By Brig Asif Haroon Raja
During the period of Cold War, except for few hiccups, Pak-US relations by and large remained cordial. Eisenhower era in particular is remembered with fondness in Pakistan. Visits of Presidents/PMs of Pakistan to Washington and that of US Presidents to Islamabad were always big events. Situation took a downturn after the end of Cold War when USA emerged as the sole super power. It ditched its old ally Pakistan and befriended India, a camp follower of former Soviet Union who had all along pursued anti-US policies and had explicitly supported USSR’s invasion and occupation of Afghanistan. Visits of Bill Clinton and George W. Bush to Islamabad in March 2000 and March 2006 are remembered with bitterness in Pakistan.

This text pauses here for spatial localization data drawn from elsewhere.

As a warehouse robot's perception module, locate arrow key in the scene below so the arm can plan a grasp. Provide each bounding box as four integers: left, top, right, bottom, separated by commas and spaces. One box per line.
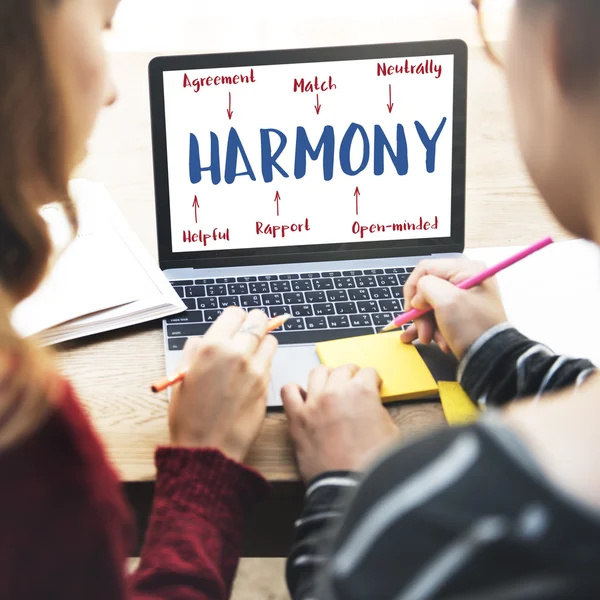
219, 296, 240, 308
313, 302, 332, 315
283, 319, 306, 331
197, 296, 219, 310
327, 315, 350, 329
358, 301, 379, 314
292, 304, 313, 317
306, 317, 326, 329
350, 315, 372, 327
240, 296, 261, 308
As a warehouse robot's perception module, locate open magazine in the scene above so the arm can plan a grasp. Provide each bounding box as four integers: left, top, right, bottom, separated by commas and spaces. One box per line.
12, 179, 186, 345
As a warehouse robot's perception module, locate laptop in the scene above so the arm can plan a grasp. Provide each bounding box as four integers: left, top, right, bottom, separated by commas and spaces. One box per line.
149, 40, 467, 406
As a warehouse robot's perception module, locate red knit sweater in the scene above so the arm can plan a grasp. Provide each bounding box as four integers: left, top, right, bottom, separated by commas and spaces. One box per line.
0, 385, 267, 600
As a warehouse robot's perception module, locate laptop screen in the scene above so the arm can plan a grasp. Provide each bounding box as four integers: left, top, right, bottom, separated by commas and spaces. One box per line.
155, 42, 464, 268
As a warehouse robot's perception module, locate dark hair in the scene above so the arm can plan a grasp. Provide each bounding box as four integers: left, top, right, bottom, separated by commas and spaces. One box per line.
519, 0, 600, 93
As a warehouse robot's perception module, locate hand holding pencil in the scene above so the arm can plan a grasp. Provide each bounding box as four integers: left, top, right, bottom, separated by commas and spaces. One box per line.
162, 307, 285, 462
401, 238, 552, 359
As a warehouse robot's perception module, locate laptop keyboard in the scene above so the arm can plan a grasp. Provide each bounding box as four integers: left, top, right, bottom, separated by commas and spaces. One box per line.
166, 267, 414, 350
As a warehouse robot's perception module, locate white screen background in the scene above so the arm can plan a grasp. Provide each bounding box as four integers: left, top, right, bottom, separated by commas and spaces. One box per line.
164, 55, 454, 252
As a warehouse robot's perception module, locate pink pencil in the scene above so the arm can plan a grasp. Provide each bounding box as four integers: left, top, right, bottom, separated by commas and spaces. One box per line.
379, 237, 552, 333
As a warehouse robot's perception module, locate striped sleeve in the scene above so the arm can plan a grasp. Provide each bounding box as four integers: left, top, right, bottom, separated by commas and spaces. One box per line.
458, 323, 595, 407
286, 471, 358, 600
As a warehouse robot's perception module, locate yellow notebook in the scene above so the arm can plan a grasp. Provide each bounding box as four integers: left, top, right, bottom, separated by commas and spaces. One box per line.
438, 381, 479, 425
317, 333, 438, 402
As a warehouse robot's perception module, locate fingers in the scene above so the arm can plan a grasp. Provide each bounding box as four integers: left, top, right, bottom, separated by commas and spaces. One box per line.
327, 365, 359, 388
404, 258, 485, 308
307, 365, 331, 398
400, 323, 419, 344
233, 310, 268, 356
281, 383, 304, 421
204, 306, 246, 341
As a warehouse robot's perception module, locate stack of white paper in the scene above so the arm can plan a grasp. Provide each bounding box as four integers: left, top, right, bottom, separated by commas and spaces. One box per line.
12, 179, 185, 345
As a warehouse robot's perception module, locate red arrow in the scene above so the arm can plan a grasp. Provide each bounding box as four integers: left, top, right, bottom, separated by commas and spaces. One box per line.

The foundation of Indo-US strategic relations laid in 1990 prospered throughout the 1990s despite certain irritants such as nuclear non-proliferation, Russian origin missile technology and human rights violations. Huge investments were made to boost sagging economy of India. Software industry and agriculture sector in particular was given greater attention thereby enabling Indian economy to shrug off its sluggishness and become vibrant. Indo-US conjugation climaxed when Bill Clinton accompanied by extraordinarily large contingent of over 2000 businessmen and others visited India from 21-25 March 2000 and their relationship blossomed into solid strategic partnership.
Besides removing sanctions imposed in the wake of India’s nuclear explosions in May 1998, and turning a blind eye to the existing irritants, India was cajoled, pampered and showered with heavy investments worth billions of dollars. An atmosphere of festivity and rejoicing pervaded the Indian horizon throughout the period of visitors stay. While addressing Lok Sabha, Clinton shed tears of sympathy over slaughter of 36 Sikhs in occupied Kashmir, the blame of which was put on Lashkar-e-Taeba and ISI. It has now been proven that RAW had stage-managed the grisly incident few days before the visit of Clinton so as to underscore Pakistan’s role in cross border terrorism and to hide India’s gross human rights violations in Kashmir. Indian soldiers at the behest of RAW had dragged the Sikhs out of their homes after midnight and gunned them down.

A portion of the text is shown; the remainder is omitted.